Het centrale thema in het boek draait om de botsing tussen culturen en onbegrip hierover bij de heersende macht met geld en goede bedoelingen. Van Oord schakelt in de hoofstukken consequent tussen Fliers, een witte vijftiger, en Rineke, een al even Europese jonge vrouw. Hij beschrijft alle gebeurtenissen vanuit hun beider perspectief. Andere personages leer je uitsluitend kennen door hun ogen. Fliers is een wat arrogante man die weinig interesse toont in zijn omgeving. Hij brengt in eerste instantie zijn dagen al luierend door: eten, drinken en in het zwembad liggen. Het personeel zorgt goed voor hem en hij wacht in feite op het moment dat de storm in Nederland is overgewaaid, zodat hij kan terugkeren. Na een etentje bij de buren begrijpt hij iets meer over de plek waar hij woont, dat deze elite afgezonderd woont van de mensen in het dorp. Zijn personeel waarschuwt hem voor de gevaren die hem bedreigen: om bijvoorbeeld niet alleen over het strand te lopen vanwege de olifanten die er weleens rondlopen.
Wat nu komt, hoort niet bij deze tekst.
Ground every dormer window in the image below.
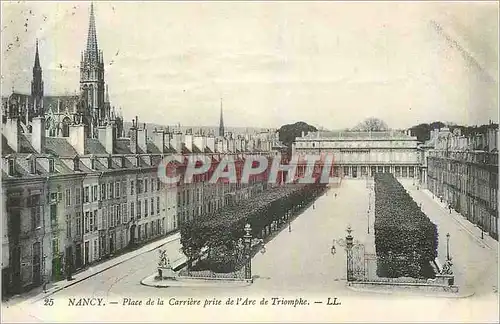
[7,159,14,176]
[49,159,55,173]
[29,158,36,174]
[73,158,80,171]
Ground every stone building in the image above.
[2,6,286,294]
[425,124,498,240]
[292,131,420,178]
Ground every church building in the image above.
[2,4,123,138]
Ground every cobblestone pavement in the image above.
[2,180,498,322]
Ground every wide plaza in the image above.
[2,179,498,320]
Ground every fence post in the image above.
[243,224,252,281]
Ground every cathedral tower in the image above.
[31,39,43,116]
[219,98,224,136]
[80,3,106,133]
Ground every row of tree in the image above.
[181,184,325,272]
[374,173,438,278]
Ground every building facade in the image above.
[2,6,286,294]
[425,124,498,240]
[292,131,420,178]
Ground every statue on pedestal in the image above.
[158,249,177,280]
[440,260,453,275]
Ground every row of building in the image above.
[420,124,498,240]
[2,116,279,289]
[2,4,286,293]
[292,122,498,240]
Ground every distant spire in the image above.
[219,98,224,136]
[87,2,99,61]
[34,38,41,69]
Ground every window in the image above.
[8,159,14,176]
[84,211,90,233]
[30,158,36,174]
[87,212,95,232]
[101,207,108,229]
[108,206,113,227]
[64,189,71,206]
[76,212,82,235]
[115,182,121,197]
[50,205,57,223]
[49,159,54,173]
[52,238,59,255]
[137,180,142,194]
[116,205,122,225]
[122,181,127,197]
[92,185,98,201]
[101,183,106,200]
[122,203,128,223]
[66,215,71,238]
[31,206,42,230]
[83,187,90,203]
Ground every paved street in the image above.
[402,181,498,295]
[2,180,498,321]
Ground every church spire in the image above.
[31,39,43,111]
[87,2,99,61]
[219,98,224,136]
[33,38,42,70]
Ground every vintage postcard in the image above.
[1,1,499,323]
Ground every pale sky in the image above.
[1,1,498,129]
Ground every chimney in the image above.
[170,132,182,152]
[207,135,215,152]
[69,124,85,155]
[103,122,116,154]
[153,130,165,153]
[184,132,193,152]
[137,128,148,153]
[31,116,45,153]
[130,116,137,154]
[2,117,19,152]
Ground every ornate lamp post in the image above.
[481,217,484,240]
[366,208,370,234]
[446,233,450,261]
[243,224,252,281]
[345,225,353,282]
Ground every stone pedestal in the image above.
[436,274,455,286]
[158,267,177,280]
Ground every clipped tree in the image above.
[352,117,389,132]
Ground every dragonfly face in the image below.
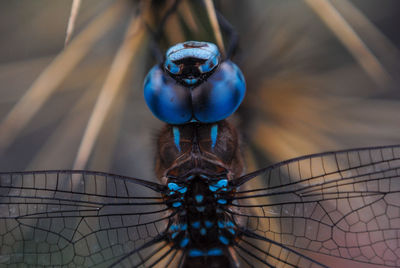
[0,39,400,267]
[144,41,246,124]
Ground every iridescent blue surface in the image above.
[144,41,246,124]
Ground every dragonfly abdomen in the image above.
[166,176,237,267]
[157,121,243,268]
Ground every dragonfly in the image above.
[0,4,400,267]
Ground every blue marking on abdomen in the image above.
[188,249,203,257]
[211,124,218,148]
[195,194,204,203]
[179,237,189,248]
[207,248,223,256]
[218,235,229,245]
[172,127,181,152]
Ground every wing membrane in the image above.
[0,171,171,266]
[230,146,400,267]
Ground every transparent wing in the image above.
[0,171,180,267]
[230,146,400,267]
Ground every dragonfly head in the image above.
[144,41,246,125]
[164,41,220,87]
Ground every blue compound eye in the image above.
[199,55,219,73]
[192,61,246,123]
[144,41,246,124]
[164,58,182,75]
[144,66,192,124]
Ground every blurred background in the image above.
[0,0,400,179]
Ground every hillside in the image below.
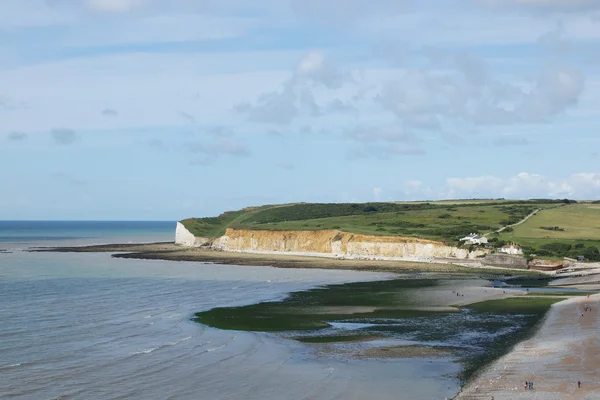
[490,203,600,261]
[181,200,568,245]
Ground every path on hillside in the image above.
[483,208,542,236]
[455,295,600,400]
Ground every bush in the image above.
[540,242,571,254]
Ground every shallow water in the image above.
[0,225,459,400]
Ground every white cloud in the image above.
[50,128,79,145]
[86,0,147,13]
[441,172,600,200]
[377,53,585,129]
[474,0,600,12]
[184,137,250,166]
[235,51,352,125]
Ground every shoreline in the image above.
[27,242,546,277]
[455,294,600,400]
[27,242,600,400]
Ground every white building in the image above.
[498,244,523,256]
[460,233,487,244]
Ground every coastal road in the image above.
[456,295,600,400]
[484,208,541,236]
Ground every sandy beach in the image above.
[456,295,600,400]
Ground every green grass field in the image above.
[498,203,600,261]
[504,204,600,239]
[182,200,564,244]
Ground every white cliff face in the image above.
[205,229,487,261]
[175,222,202,247]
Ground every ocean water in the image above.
[0,222,459,400]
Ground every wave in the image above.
[129,336,192,356]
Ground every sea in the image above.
[0,221,460,400]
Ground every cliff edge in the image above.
[175,223,487,261]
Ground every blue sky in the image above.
[0,0,600,220]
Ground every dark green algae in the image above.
[194,279,562,382]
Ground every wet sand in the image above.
[456,295,600,400]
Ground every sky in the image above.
[0,0,600,220]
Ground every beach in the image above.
[456,295,600,400]
[31,242,543,276]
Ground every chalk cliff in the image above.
[175,223,487,261]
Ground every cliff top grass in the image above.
[498,203,600,261]
[181,199,569,243]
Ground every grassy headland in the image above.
[490,203,600,261]
[181,200,565,244]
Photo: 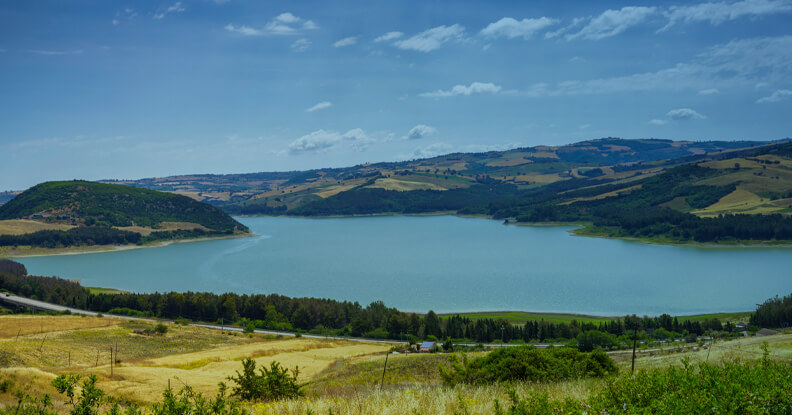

Eigenlijk gaat het meer om het verstoren van de orde van de lokale bevolking.

 

Rineke komt aan op het eiland, waar buiten een groepje Franse soldaten, niemand woont. Voor haar onderzoek zet ze overal rattenvallen uit om de populatie in kaart te brengen voordat deze bestreden kan worden. Zij is de enige vrouw op het eiland en de soldaten laten haar dit ook weten. Zaken verlopen stroef, verse levensmiddelen bereiken haar maar mondjesmaat en ze krijgt onzinnige regels opgelegd waar zij zich eigenlijk niets van aan wil trekken. Om haar positie te verbeteren en andere belagers van haar af te houden, gaat zij in op het voorstel van de commandant om in zijn verblijf te overnachten; tot haar verbazing eist hij van haar geen seksuele handelingen, haar gezelschap is hem voldoende. De situatie op het eiland verandert als Rineke ontdekt dat er een man op het eiland is. Hij is met een bootje aangekomen en houdt zich schuil voor de soldaten. Rineke biedt hem een schuilplaats aan en kookt voor hem. De soldaten hebben hem inmiddels in de gaten en maken jacht op deze zwarte man. Hij wordt door een kogel geraakt.

 

Beide verhalen hebben een duidelijke verhaallijn: het gaat van kwaad tot erger. Van Oord weet meesterlijk binnen een beperkte fysieke omgeving de spanning met telkens nieuwe wendingen meer en meer op te voeren. Fliers ontfermt zich over de zieke dochter van zijn tuinman. Hij betaalt de ziektekosten, hoewel het kind nooit helemaal beter zal worden, en neemt haar in huis als hij ziet hoe armoedig het gezin woont. Dit lijkt een goede daad, maar hij bouwt er eigenlijk zijn schuld verder mee op. Hij komt in contact met de lokale geestelijke die hem geld vraagt voor de herbouw van de kerk die tijdens een storm is verwoest. Hij betaalt, maar wil geen plaquette met zijn naam erop als bedankje. De geestelijke waarschuwt hem dat zijn naam in de kerk juist zijn redding kan zijn, want de agressie naar aanleiding van roddels over zijn relatie met het zieke meisje zouden hem anders fataal kunnen worden.

 

Rineke ondervindt een moreel dilemma als de aangespoelde man terugslaat en zij zijn acties niet meer begrijpt. Zij is een slimme, invoelende vrouw die het beste met iedereen voorheeft. Met haar hulp aan de gewonde man, doet zij het juiste, maar onbewust verwacht zij iets terug van hem. Wanneer die verwachtingen niet uitkomen is zij in verwarring. Sterk is hoe Van Oord de arrogantie van de rijke Westerlingen laat zien, die denken dat alles met geld of met goede bedoelingen is af te kopen. In de twee zeer verschillende verhalen komt dit goed naar voren. Daarbij schrijft Lodewijk van Oord gewoon goed. Zijn stijl is puntig en direct en de verhaallijnen zijn rijk gevuld met mooie details, bijvoorbeeld over het vangen van ratten of over walvissen die langs de kust van Mozambique zwemmen. Tot slot een citaat om de houding van de zogenaamde meelevende Westerling te laten zien. De buurman van Fliers raadt hem aan in te gaan op een wens van de lokale bevolking. ‘Wat moet gebeuren moet gebeuren. Jij wilt hier toch wonen? Dan moet je je een beetje schikken. Niet te veel natuurlijk, want wij zijn de baas. Maar je wentelen in lokale folklore kan af en toe geen kwaad. Dat vinden de mensen plezierig. Sinds al die landen hier onafhankelijk zijn geworden, zijn ze erg van de gelijkheid. Het kan geen kwaad dat spelletje mee te spelen.’